先行研究において、GRWD1 が p53 による p21 転写反応を抑制すること、および p53 依存的
に p21 遺伝子プロモーターに結合することが示唆されていた。しかしながら、GRWD1 と p53 の
詳細な結合様式や、GRWD1 による p53 の転写抑制機構は明らかではなかった。そこで私は、
GRWD1 と p53 の機能的および物理的な相互作用について詳細な解析を開始した。
まず、ChIP-qPCR 解析によって GRWD1 の MDM2 遺伝子プロモーターへの結合を調査した。
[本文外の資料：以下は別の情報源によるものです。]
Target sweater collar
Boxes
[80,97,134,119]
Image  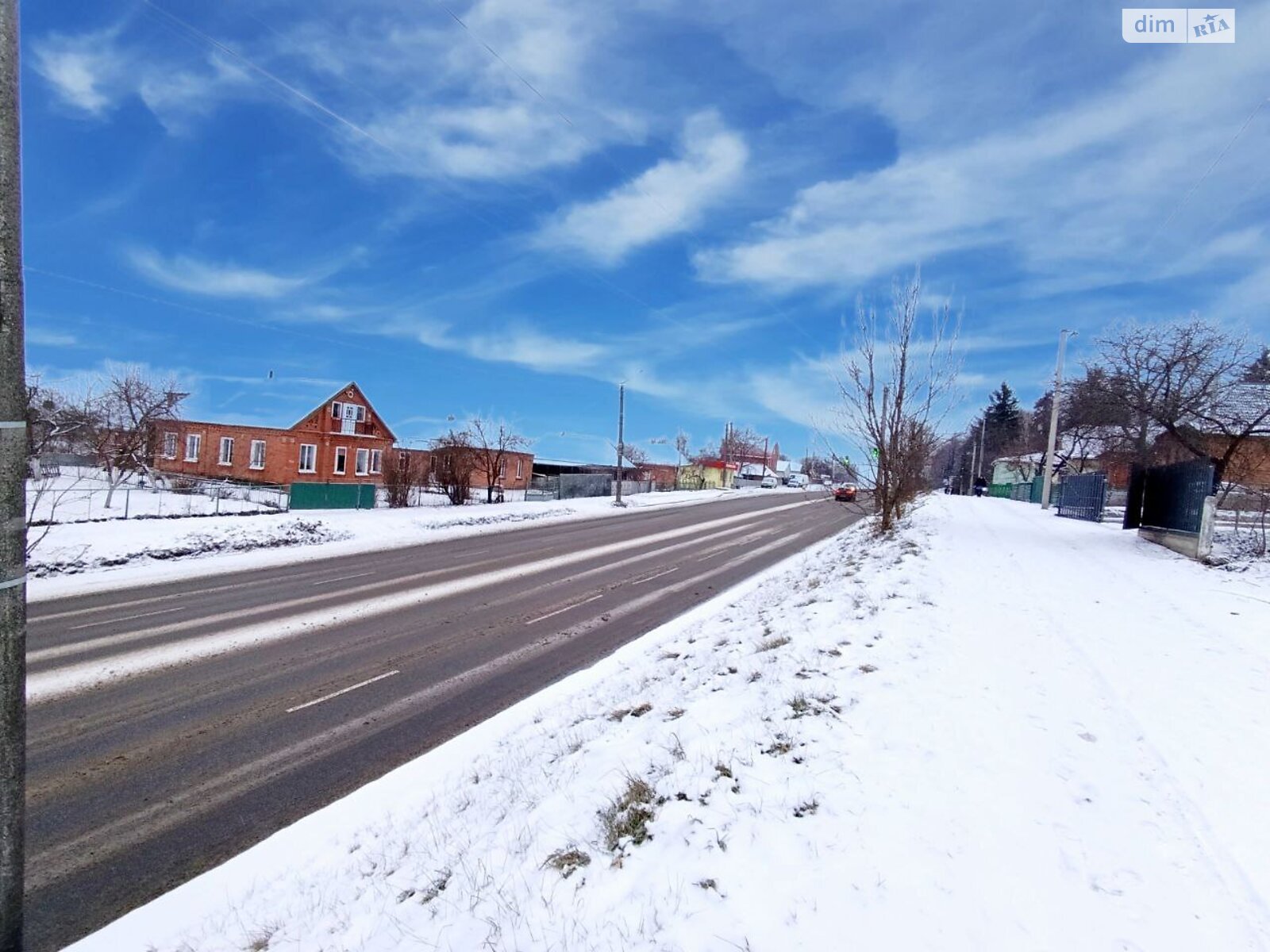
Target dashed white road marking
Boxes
[631,565,679,585]
[287,670,402,713]
[309,573,375,588]
[66,605,182,631]
[525,592,605,624]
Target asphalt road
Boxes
[27,490,862,952]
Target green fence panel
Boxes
[291,482,375,509]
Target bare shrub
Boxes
[599,777,656,853]
[837,271,960,532]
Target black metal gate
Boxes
[1058,472,1107,522]
[1124,459,1215,536]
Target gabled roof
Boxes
[291,381,396,443]
[1196,383,1270,434]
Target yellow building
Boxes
[679,459,741,489]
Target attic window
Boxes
[330,400,366,423]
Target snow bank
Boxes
[74,497,1270,952]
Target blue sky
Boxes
[23,0,1270,459]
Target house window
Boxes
[330,400,366,423]
[300,443,318,472]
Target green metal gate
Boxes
[291,482,375,509]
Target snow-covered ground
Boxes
[27,467,287,523]
[28,489,818,601]
[67,495,1270,952]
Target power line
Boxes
[1141,97,1270,258]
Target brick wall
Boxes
[154,420,391,484]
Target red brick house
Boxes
[152,383,396,484]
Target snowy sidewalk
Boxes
[75,497,1270,952]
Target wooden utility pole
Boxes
[0,0,27,952]
[1040,330,1076,509]
[614,383,626,505]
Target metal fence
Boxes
[291,482,377,509]
[1058,472,1107,522]
[1122,459,1217,536]
[27,474,290,525]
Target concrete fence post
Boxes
[1195,497,1217,561]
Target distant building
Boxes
[152,383,396,484]
[679,459,741,489]
[151,383,533,490]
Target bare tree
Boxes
[87,368,187,509]
[383,449,425,509]
[622,443,648,474]
[1099,315,1270,481]
[468,416,529,503]
[837,273,959,532]
[19,378,94,556]
[428,430,478,505]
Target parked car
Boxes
[833,482,856,503]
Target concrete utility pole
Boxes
[614,383,626,505]
[0,0,27,952]
[1040,330,1076,509]
[976,414,988,476]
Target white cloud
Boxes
[696,8,1270,298]
[538,112,748,265]
[27,328,79,347]
[129,249,314,298]
[32,27,252,132]
[406,321,611,373]
[32,29,127,116]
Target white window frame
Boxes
[296,443,318,472]
[330,400,366,423]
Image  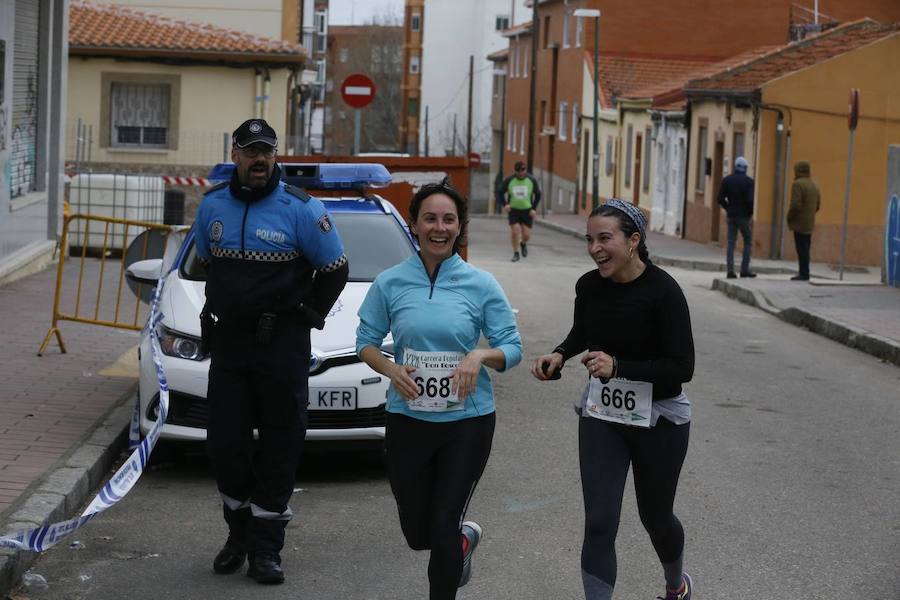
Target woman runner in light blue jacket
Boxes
[356,179,522,600]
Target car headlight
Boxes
[156,324,208,361]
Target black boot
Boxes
[213,505,250,575]
[247,552,284,584]
[213,537,247,575]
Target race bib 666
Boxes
[584,377,653,427]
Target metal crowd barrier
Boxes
[38,214,177,356]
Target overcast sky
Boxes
[328,0,403,25]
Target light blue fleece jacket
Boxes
[356,254,522,422]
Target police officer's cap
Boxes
[231,119,278,148]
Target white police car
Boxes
[127,164,416,441]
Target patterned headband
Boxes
[603,198,647,242]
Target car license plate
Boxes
[309,388,356,410]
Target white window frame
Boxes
[109,81,175,150]
[556,102,569,142]
[572,102,581,144]
[313,10,328,52]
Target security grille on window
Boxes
[110,83,171,148]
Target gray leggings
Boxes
[578,417,691,590]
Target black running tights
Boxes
[385,413,495,600]
[578,417,691,587]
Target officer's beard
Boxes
[228,164,281,202]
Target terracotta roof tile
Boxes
[487,47,509,62]
[500,21,531,37]
[685,19,900,93]
[585,52,709,108]
[69,0,306,62]
[626,46,781,110]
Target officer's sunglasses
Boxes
[239,146,276,158]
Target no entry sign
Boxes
[341,73,375,108]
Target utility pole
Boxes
[526,0,541,173]
[425,104,428,156]
[450,113,456,156]
[466,54,475,157]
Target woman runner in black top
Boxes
[532,199,694,600]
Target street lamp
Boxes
[572,8,600,207]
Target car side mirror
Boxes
[125,258,163,302]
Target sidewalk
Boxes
[536,214,900,365]
[0,265,138,598]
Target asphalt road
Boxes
[19,219,900,600]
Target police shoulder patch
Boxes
[203,181,228,196]
[316,213,332,233]
[284,184,310,202]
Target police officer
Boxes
[194,119,348,583]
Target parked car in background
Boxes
[127,164,416,450]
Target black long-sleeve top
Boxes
[554,264,694,400]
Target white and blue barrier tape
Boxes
[0,274,169,552]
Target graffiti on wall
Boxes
[9,69,37,198]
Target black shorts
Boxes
[506,208,534,227]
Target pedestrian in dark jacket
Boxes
[716,156,756,279]
[787,160,821,281]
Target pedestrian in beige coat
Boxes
[788,160,821,281]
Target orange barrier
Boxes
[38,214,175,356]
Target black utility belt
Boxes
[216,311,303,344]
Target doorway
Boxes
[709,140,725,242]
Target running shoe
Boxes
[459,521,482,587]
[656,573,694,600]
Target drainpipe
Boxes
[261,69,272,120]
[679,101,693,239]
[757,103,794,259]
[253,69,262,119]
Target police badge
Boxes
[316,215,331,233]
[209,220,225,243]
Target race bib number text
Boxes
[403,349,465,412]
[584,377,653,427]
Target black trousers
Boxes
[578,417,691,587]
[385,413,496,600]
[207,317,310,553]
[794,231,812,277]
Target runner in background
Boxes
[531,199,694,600]
[356,180,522,600]
[497,161,541,262]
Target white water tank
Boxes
[69,173,166,251]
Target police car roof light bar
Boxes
[209,163,392,190]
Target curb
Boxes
[0,384,137,598]
[712,279,900,366]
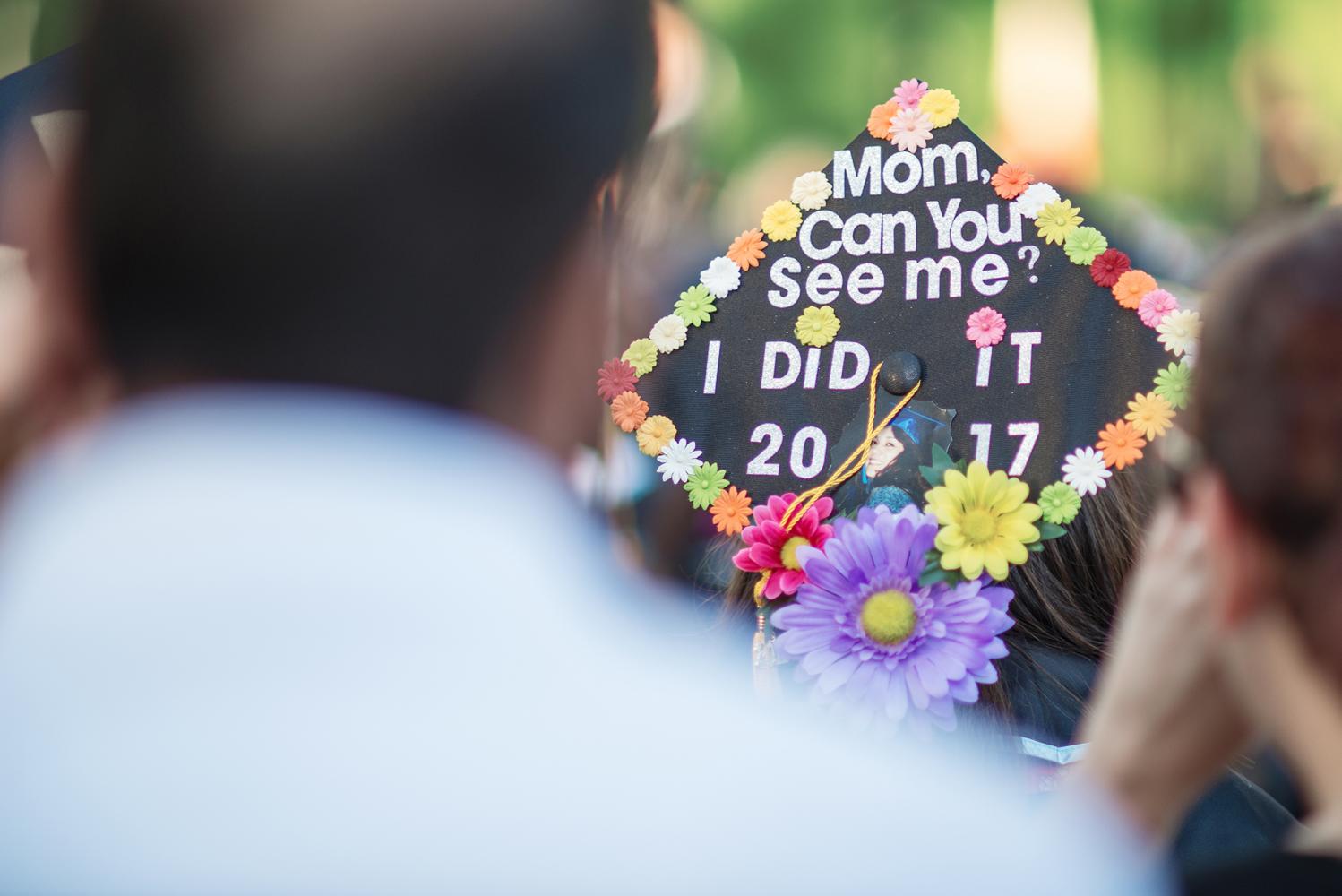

その結果、GRWD1 は p21 遺伝子だけでなく、MDM2 遺伝子のプロモーター領域にも p53 依存
的に結合することが示唆された。また、FAIRE-qPCR 解析によって、GRWD1 発現抑制時の p21
プロモーター領域のクロマチン構造を調査した結果、GRWD1 がストレス時の p21 プロモーター
領域のクロマチンオープネスを抑制することが示唆された。次に、精製タンパク質を用いたプル
ダウンアッセイによって、GRWD1 が p53 と直接結合することが示唆された。さらに、GRWD1
および p53 の部位欠失変異体を用いて結合部位を調査したところ、GRWD1 の N 末端領域と p53
の DNA 結合ドメインがそれらの結合に重要であることを明らかにした。最後に、公共のデータ
ベースを用いてメラノーマ患者におけるデータを解析したところ、p53 野生型の患者群では、
GRWD1 高発現群は低発現群より有意に予後不良であったが、p53 変異型の群では、GRWD1 の
発現量の高低と予後との相関は見られなかった。また、p53 野生型、かつ、GRWD1 高発現の患
者群では、p53 標的遺伝子である GADD45A および NOXA の発現低下が認められ、それらの症
例は有意に予後不良であった。
以上から、GRWD1 が p53 と直接結合することにより p53 の転写活性化能を抑制すること、そ
してその結果がんの進行を促進する可能性が考えられる。